Au départ, ce monstre semble nous purifier et nous apporter force et vivacité, en témoigne cette scène où les deux personnages principaux ont un rapport sexuel qui dure des heures (on n’est jamais loin des obsessions premières du maître canadien…). Cette purification apparente n’est qu’annonciatrice d’une vérité bien plus dramatique.
Veronica succombe aux charmes de Seth Brundle, mais résiste à la puissance horrifique de la Mouche. La plus belle scène du film, et une des plus belles scènes de l’histoire du cinéma (qui dans sa tonalité rappelle la scène finale de Blade Runner) reflète toute la complexité de cette histoire d’amour impossible.
- La vie politique chez les insectes, tu connais ?
- Non.
- Moi non plus. Les insectes n’ont pas de système politique. Ils sont brutaux. Sans compassion. Il n’y a pas de compromis. Impossible de faire confiance à un insecte. J’aimerais être le premier insecte politique. J’aimerais, mais j’ai peur.
- Je ne comprends pas ce que tu veux dire.
- Je dis que je suis un insecte qui a rêvé qu’il était un homme et que c’était bien. Mais maintenant le rêve est terminé et l’insecte est réveillé.
- Non, Seth…
- Je dis que je vais te faire du mal si tu restes…
Seth est encore lucide quant à sa condition. Il a de plus en plus l’apparence d’une mouche, le monstre gagne du terrain, mais il a toujours cette lucidité liée à l’amour. C’est tout un paradoxe : généralement, l’amour fait perdre toute lucidité, ici, c’est le contraire.
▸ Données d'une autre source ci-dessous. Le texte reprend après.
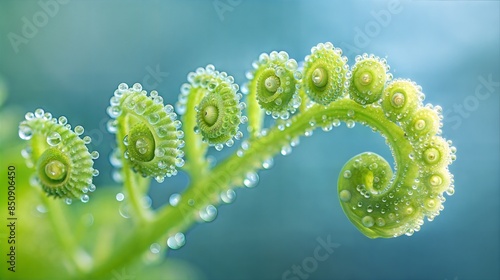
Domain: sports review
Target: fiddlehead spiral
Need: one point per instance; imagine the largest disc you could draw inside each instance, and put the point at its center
(326, 74)
(218, 107)
(63, 163)
(275, 81)
(381, 204)
(368, 78)
(400, 99)
(147, 131)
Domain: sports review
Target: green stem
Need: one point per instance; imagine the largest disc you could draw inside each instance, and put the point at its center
(195, 150)
(232, 171)
(134, 185)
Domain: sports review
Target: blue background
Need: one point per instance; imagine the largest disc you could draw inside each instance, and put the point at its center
(76, 59)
Le long-métrage de Cronenberg est reconnu aujourd’hui comme un classique de l’horreur et de la science-fiction. Mêlant romance, poésie, humour noir, horreur et science-fiction, il contribue à faire d’une histoire simple et universelle, une tragédie moderne et réussie.
Il préserve son identité artistique, marque le film de son empreinte avec notamment la signature Cronenberg de la tête qui explose, qui évoque directement une scène de Scanners.
La chair est traitée, l’esprit est tourmenté, l’amour est inachevé.